Vectoraa and bb have identical values at positions 1, 3, 5, 6, 7 & 9. Thus, the function’s output is:

posn_match(aa, bb)
#> [1] 1 3 5 6 7 9
Exercise 7.10 There are three short questions to this exercise concerning the Winsor mean.

The Winsor mean is a robust version of the mean. It replaces the lower and upper \(5^th\) percentiles with the closest remaining values within the central 90th percentile.

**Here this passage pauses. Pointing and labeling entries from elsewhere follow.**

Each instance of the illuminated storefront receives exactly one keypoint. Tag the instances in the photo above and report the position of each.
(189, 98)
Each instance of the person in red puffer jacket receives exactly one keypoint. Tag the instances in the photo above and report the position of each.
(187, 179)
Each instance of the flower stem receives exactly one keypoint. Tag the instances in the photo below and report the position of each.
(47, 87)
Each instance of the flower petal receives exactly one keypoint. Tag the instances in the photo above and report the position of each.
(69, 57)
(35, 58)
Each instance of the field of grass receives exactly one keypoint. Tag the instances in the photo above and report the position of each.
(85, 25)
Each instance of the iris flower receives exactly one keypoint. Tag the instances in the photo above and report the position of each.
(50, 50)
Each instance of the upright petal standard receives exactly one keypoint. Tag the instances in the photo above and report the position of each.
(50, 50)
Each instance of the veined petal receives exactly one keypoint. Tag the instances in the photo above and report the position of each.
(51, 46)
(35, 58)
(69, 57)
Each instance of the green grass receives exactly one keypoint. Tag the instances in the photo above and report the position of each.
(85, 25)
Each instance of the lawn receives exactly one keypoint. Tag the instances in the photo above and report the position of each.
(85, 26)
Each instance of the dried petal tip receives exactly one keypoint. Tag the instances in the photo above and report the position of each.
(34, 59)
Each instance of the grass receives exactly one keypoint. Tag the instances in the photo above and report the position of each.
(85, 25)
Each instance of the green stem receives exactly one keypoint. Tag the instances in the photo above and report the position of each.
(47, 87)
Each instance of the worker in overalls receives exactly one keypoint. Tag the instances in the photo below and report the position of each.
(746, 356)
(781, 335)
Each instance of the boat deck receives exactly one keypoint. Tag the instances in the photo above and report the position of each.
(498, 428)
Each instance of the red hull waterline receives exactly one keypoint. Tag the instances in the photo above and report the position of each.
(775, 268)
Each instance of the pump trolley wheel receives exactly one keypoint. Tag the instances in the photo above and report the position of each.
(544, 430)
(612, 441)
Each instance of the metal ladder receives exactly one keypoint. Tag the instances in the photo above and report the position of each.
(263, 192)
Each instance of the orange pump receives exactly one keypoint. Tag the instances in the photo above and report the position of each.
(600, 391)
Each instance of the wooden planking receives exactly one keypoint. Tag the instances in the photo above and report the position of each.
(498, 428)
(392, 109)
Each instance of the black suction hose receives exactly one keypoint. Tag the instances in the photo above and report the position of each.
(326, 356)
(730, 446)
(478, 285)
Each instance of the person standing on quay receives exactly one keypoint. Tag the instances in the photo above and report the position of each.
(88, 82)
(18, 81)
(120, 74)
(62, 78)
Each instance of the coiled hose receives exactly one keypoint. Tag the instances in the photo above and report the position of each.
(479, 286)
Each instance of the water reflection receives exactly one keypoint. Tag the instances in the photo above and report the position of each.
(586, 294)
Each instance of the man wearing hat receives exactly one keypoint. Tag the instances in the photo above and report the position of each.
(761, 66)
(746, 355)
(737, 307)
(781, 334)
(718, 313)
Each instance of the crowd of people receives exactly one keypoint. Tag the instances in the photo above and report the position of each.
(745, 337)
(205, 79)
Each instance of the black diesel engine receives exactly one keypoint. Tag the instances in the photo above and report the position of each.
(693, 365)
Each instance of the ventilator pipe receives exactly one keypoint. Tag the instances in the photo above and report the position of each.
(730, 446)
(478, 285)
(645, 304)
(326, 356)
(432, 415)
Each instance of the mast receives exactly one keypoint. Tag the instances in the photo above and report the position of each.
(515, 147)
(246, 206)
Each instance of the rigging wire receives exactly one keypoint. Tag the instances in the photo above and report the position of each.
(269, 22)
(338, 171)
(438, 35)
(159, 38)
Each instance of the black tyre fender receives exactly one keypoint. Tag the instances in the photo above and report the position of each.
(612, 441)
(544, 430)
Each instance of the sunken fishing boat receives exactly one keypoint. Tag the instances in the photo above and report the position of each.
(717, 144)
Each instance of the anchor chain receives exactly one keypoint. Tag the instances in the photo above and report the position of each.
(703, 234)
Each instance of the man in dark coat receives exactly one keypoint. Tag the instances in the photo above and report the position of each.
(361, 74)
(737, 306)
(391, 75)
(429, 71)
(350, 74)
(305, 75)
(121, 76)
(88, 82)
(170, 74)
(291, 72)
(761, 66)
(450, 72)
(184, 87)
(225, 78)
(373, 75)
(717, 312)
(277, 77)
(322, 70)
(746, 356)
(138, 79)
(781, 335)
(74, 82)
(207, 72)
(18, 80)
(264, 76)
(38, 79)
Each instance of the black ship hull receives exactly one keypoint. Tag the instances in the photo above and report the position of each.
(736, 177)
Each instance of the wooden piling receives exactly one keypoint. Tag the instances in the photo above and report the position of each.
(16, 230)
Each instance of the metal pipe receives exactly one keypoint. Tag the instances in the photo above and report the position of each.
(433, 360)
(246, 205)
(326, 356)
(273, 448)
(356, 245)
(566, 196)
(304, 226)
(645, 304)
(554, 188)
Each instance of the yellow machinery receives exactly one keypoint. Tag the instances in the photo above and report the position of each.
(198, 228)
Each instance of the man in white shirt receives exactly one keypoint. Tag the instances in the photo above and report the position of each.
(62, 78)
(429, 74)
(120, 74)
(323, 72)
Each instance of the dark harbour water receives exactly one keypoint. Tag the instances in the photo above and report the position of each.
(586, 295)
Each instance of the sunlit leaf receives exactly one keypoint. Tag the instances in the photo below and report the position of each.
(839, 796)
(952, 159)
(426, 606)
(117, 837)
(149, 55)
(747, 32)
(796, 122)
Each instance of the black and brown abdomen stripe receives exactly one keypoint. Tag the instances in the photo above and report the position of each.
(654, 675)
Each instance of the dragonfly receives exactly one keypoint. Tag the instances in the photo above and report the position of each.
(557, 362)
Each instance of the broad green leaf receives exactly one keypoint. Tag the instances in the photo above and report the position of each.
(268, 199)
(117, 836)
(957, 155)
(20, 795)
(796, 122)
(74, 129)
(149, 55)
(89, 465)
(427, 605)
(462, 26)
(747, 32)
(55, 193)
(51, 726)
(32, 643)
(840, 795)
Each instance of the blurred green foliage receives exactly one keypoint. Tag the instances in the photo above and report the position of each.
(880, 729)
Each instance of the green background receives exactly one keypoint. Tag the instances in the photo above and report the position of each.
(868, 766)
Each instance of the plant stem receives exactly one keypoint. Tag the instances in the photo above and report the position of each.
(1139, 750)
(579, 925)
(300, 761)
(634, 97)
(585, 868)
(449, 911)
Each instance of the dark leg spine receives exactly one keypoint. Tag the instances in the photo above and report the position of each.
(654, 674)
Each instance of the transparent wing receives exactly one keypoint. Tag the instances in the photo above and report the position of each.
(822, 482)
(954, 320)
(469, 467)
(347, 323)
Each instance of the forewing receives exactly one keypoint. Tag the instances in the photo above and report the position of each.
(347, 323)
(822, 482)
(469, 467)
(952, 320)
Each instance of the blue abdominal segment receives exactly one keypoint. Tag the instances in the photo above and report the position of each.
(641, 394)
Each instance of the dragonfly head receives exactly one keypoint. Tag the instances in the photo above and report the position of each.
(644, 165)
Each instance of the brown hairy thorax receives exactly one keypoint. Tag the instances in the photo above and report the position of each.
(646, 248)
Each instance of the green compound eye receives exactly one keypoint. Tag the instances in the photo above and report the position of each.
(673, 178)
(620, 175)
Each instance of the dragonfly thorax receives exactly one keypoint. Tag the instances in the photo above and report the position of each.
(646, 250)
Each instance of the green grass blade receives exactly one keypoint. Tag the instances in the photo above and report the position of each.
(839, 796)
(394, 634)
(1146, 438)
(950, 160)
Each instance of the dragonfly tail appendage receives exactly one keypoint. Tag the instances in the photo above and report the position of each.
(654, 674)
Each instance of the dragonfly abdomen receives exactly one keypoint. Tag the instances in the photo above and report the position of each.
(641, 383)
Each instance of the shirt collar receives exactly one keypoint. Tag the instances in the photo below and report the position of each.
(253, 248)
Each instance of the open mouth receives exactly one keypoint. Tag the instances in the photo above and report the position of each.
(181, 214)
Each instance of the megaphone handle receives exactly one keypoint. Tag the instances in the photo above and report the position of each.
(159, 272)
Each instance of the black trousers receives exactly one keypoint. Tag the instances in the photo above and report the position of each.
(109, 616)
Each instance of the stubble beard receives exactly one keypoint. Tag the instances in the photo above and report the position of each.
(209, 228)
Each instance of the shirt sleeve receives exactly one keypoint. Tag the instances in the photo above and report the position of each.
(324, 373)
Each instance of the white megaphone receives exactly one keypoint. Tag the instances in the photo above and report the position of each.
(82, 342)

Consider the example input mm, a numerical vector with some extreme positive values:

set.seed(30)
mm <- rnorm(n = 30, mean = 0, sd = 9)
mm <- c(mm, -346, -764)
mm
#>  [1]  -11.5966638   -3.1292046   -4.6946596   11.4612585
#>  [5]   16.4206854  -13.6017715    0.9945724   -6.8471660
#>  [9]   -6.0290732    2.4706772   -9.2094482  -16.3745812
#> [13]   -6.0101083   -0.5336819    7.9214932    2.4166162
#> [17]   -0.1762144   -4.7245228  -12.6839829  -16.5059029
#> [21]   -1.4248286    6.7898391   -8.2091666    7.1993803
#> [25]   13.4149770   -9.8676179   -4.8079862  -12.7908272
#> [29]  -11.1846447    2.0874256 -346.0000000 -764.0000000

We can confirm the extreme values in a histogram:

data.frame(x = mm) %>% 
  ggplot(aes(mm)) +
  geom_histogram(binwidth = 10, center = 5) +
  theme_classic() +
  coord_cartesian(expand = 0)

We can calculate the Winsor mean using the custom function defined here:

winsor_mean <- function(x, cap = 0.05) {
  # Remove NAs and sort vector
  x <- na.omit(x)
  x <- sort(x)
  
  # Replace lower cap with next highest value
  x[x <= quantile(x, cap)] <- NA
  x[is.na(x)] <- x[min(which(!is.na(x)))]
  
  # Replace upper cap with next lowest value
  x[x >= quantile(x, 1 - cap)] <- NA
  x[is.na(x)] <- x[max(which(!is.na(x)))]
  
  # Calculate the Winsor mean:
  mean(x)
}

Testing our results reveals:

# The standard version of the mean is not robust
mean(mm, na.rm = TRUE)
#> [1] -37.47579
# The Winsor mean is robust
winsor_mean(mm)
#> [1] -4.03594
  1. Describe the value of 0.05 assigned to the cap argument in function().
  2. Explain what the following command does and why.
winsor_mean(mm, cap = NULL)
#> [1] -37.47579
  1. Given the ways we can use our function, could we have composed it in a better way?